Physik und Astronomie der an einer Finsternis beteiligten Himmelskörper Sonne und Mond werden leicht verdaulich, aber keineswegs oberflächlich behandelt. Entstehung und Systematik von Finsternissen werden in aller Ausführlichkeit dargestellt. Ein zentraler Teil des Buchs sind die Ratschläge zum Verhalten während einer Finsternis und die detaillierte, durch einen Kartenteil im Anhang ergänzte Vorausschau auf das, was am 11. August dieses Jahres geschehen wird. Ein ganzes Kapitel ist der Photographie von Finsternissen gewidmet, verbunden mit der Warnung, daß allzuviel technisches Hantieren das Beste einer totalen Sonnenfinsternis verderben kann: die staunende, fassungslose Ergriffenheit.

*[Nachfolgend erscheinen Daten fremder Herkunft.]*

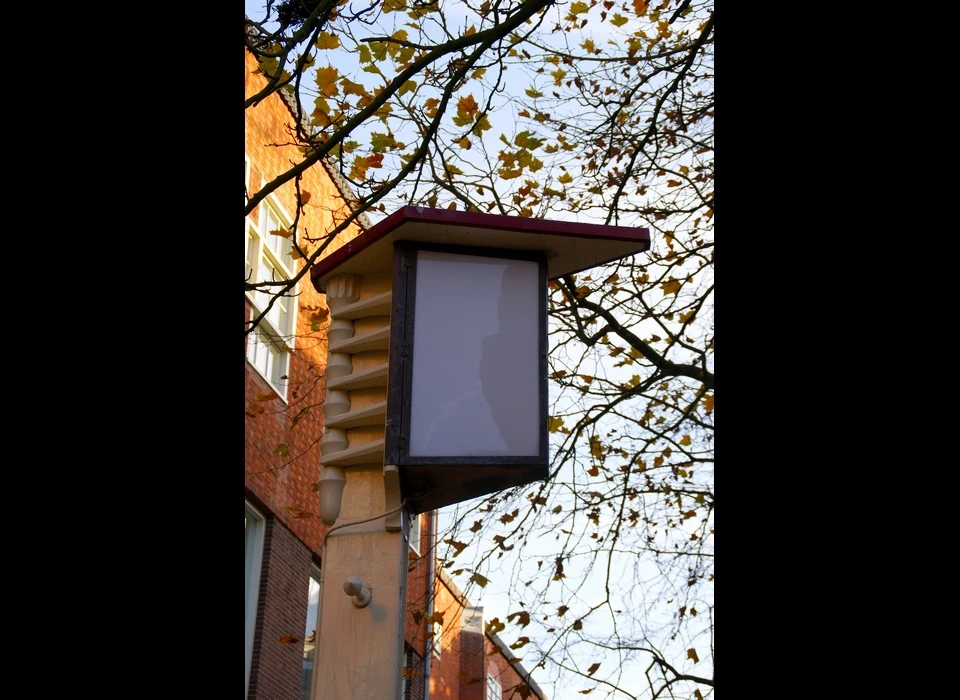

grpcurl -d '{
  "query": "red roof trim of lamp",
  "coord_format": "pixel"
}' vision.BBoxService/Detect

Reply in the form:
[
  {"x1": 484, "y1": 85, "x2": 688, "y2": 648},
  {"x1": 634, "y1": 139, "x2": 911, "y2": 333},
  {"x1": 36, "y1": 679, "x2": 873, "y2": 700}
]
[{"x1": 310, "y1": 206, "x2": 650, "y2": 292}]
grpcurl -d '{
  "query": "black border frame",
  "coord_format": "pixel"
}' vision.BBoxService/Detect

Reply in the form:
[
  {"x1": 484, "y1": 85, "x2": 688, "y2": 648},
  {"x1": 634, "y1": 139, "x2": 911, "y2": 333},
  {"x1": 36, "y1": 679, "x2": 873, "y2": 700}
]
[{"x1": 384, "y1": 241, "x2": 550, "y2": 470}]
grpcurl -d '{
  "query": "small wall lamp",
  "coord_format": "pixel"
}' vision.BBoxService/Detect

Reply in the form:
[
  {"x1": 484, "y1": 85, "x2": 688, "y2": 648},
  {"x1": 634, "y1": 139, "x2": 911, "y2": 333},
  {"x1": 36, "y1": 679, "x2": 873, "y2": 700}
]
[{"x1": 343, "y1": 576, "x2": 373, "y2": 608}]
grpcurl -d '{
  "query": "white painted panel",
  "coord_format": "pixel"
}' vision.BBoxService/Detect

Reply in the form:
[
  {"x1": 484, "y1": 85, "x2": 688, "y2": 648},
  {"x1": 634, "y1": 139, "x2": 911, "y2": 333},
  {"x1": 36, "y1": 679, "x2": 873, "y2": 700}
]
[{"x1": 410, "y1": 250, "x2": 542, "y2": 457}]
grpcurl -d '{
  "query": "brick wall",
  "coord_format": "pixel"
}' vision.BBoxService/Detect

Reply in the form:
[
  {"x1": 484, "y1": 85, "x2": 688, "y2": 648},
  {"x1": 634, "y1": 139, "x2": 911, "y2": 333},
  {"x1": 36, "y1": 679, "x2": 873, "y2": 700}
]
[
  {"x1": 248, "y1": 519, "x2": 311, "y2": 700},
  {"x1": 244, "y1": 45, "x2": 360, "y2": 555}
]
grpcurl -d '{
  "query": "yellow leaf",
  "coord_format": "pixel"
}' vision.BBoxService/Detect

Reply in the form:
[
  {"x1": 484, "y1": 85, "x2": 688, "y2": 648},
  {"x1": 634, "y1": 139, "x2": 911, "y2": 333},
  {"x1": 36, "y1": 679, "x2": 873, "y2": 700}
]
[
  {"x1": 486, "y1": 617, "x2": 507, "y2": 635},
  {"x1": 660, "y1": 277, "x2": 680, "y2": 294},
  {"x1": 316, "y1": 32, "x2": 340, "y2": 50},
  {"x1": 470, "y1": 573, "x2": 490, "y2": 588},
  {"x1": 314, "y1": 66, "x2": 340, "y2": 97}
]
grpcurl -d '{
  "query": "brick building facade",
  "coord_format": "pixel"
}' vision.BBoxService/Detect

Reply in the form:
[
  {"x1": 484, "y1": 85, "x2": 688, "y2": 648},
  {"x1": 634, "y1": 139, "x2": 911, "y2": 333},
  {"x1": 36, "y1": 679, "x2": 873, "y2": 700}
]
[{"x1": 244, "y1": 45, "x2": 545, "y2": 700}]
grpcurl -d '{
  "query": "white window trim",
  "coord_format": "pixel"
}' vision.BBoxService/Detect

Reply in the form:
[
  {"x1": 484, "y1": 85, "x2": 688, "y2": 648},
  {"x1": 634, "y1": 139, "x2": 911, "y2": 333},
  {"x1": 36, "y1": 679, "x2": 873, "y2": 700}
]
[
  {"x1": 244, "y1": 191, "x2": 299, "y2": 402},
  {"x1": 244, "y1": 501, "x2": 266, "y2": 697},
  {"x1": 431, "y1": 621, "x2": 443, "y2": 659}
]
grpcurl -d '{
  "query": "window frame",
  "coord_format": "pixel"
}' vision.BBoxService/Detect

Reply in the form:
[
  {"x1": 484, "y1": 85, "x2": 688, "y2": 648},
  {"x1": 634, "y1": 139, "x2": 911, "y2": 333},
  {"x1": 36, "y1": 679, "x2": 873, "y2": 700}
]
[
  {"x1": 407, "y1": 513, "x2": 422, "y2": 557},
  {"x1": 483, "y1": 669, "x2": 503, "y2": 700},
  {"x1": 244, "y1": 500, "x2": 267, "y2": 697},
  {"x1": 430, "y1": 620, "x2": 443, "y2": 659},
  {"x1": 243, "y1": 190, "x2": 300, "y2": 402}
]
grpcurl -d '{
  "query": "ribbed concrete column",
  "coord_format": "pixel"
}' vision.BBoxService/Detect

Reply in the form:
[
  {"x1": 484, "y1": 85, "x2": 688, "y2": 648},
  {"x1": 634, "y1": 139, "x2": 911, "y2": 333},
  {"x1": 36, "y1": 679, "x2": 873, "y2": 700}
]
[{"x1": 313, "y1": 275, "x2": 407, "y2": 700}]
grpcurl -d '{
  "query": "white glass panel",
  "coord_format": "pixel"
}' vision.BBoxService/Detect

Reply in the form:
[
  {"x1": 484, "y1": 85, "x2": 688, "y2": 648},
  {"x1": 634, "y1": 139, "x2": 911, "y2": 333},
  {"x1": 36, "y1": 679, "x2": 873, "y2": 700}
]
[
  {"x1": 410, "y1": 251, "x2": 542, "y2": 457},
  {"x1": 300, "y1": 570, "x2": 320, "y2": 700}
]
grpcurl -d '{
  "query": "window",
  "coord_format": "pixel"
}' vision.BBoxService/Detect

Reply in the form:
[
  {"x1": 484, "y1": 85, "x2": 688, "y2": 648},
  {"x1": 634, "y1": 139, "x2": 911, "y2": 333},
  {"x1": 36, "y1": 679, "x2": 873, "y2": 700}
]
[
  {"x1": 243, "y1": 502, "x2": 264, "y2": 692},
  {"x1": 407, "y1": 515, "x2": 420, "y2": 555},
  {"x1": 484, "y1": 671, "x2": 503, "y2": 700},
  {"x1": 243, "y1": 197, "x2": 297, "y2": 400},
  {"x1": 400, "y1": 642, "x2": 424, "y2": 700},
  {"x1": 300, "y1": 564, "x2": 320, "y2": 700},
  {"x1": 431, "y1": 622, "x2": 443, "y2": 659}
]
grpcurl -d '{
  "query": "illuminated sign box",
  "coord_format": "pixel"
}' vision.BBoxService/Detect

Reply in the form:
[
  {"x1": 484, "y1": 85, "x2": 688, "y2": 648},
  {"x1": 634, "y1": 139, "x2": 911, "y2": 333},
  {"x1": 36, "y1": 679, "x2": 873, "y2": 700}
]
[{"x1": 311, "y1": 207, "x2": 650, "y2": 513}]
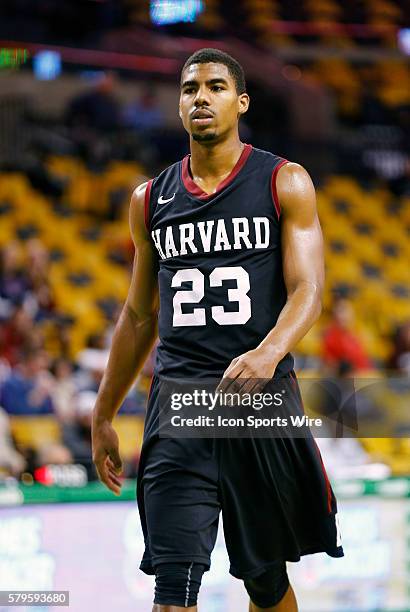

Ein weiteres Kapitel behandelt Mondfinsternisse. Ein ganzes Kaleidoskop von Randthemen, wie zum Beispiel das Verhalten von Tieren während einer Finsternis, die Abbremsung der Erdrotation durch den Mond (und deren Entdeckung durch eine Sonnenfinsternis!) und Finsternisse auf anderen Planeten runden das Werk ab.
Die beigelegte CD-ROM „Die Sonne – der Stern, von dem wir leben“ (aus der Serie „Bild der Wissenschaft auf CD-ROM“) hat dieselben Themen und Ziele wie das Buch, verwendet jedoch völlig andere Mittel. Bilderserien, Trickfilme, Musikeinspielungen, Texte zum Hören und zum Lesen, Graphiken aller Art – die gesamte Palette der technischen Möglichkeiten wird genutzt. Der sachliche Informationsgehalt geht über den des Buches hinaus. Die Texte sind im allgemeinen gut, aber meist recht knapp, fast im Stil von Lexikonartikeln. Das Ganze ist recht vielseitig und unterhaltsam. Bis man alles gesehen hat, ist etwa ein Tag vorbei, und man hat neben einem (teilweise etwas oberflächlichen) Grundkurs Astronomie einige klassische Musikstücke und Gedichte genossen. Mir persönlich gefällt diese Art der Wissensvermittlung nicht, aber innerhalb ihres Genres ist die CD als gut zu bewerten.
Zu tadeln gibt es an dem Buch nicht viel, an der CD-ROM schon mehr. Es fehlt ein Hinweis, daß die CD eigentlich nur mit Soundkarte verwendbar ist, weil sonst die vielen Trickfilme als unverständlicher Bildersalat vor dem Auge des Betrachters ablaufen. Teile der optischen Demonstrationen sind nicht gut gelungen; so sieht die Milchstraße in einem der Trickfilme aus wie ein Igel-Albino mit etwas Flachem außen herum. Für das Verständnis des Dargestellten ist schädlich, daß zwischen Bildern aus echten und aus hypothetischen Daten nicht unterschieden wird. Die optische Aufmachung der Verweise („Links“) auf Unterseiten und Fortsetzungsseiten ist völlig uneinheitlich. Man findet im allgemeinen nur durch Herumfahren mit der Maus, wo es weitergeht und wozu es noch Unterseiten gibt. Und wozu muß sich der Titelbegriff zu einem Untermenü um 90 Grad drehen, wenn man mit der Maus in seine Nähe kommt? Aber das alles sind Details, die den positiven Gesamteindruck nicht ernstlich trüben.
Ich fürchte ein wenig, daß dieses schöne Buch (mit oder ohne CD) durch sein kleines Format und seine bescheidene Aufmachung (nur 8 Farbseiten bei einem Umfang von 231 Seiten) in der zu erwartenden Flut von großformatig-bunten Hochglanzprodukten zur „Jahrhundertfinsternis“ untergehen könnte. Das hätte es wahrlich nicht verdient.
Es ist übrigens (vermutlich im Gegensatz zu vielem anderem, was auf dem Markt erscheinen wird) nach dem 11. August keineswegs erledigt. Nur 25 Seiten – gerade mal 10 Prozent – beschäftigen sich direkt mit der Finsternis dieses Jahres. Die restlichen 90 Prozent können auch und erst recht nach dem grandiosen Erlebnis viel Bildung vermitteln und Freude bereiten. Die Buchhändler sollten es auf jeden Fall noch länger in ihren Regalen behalten.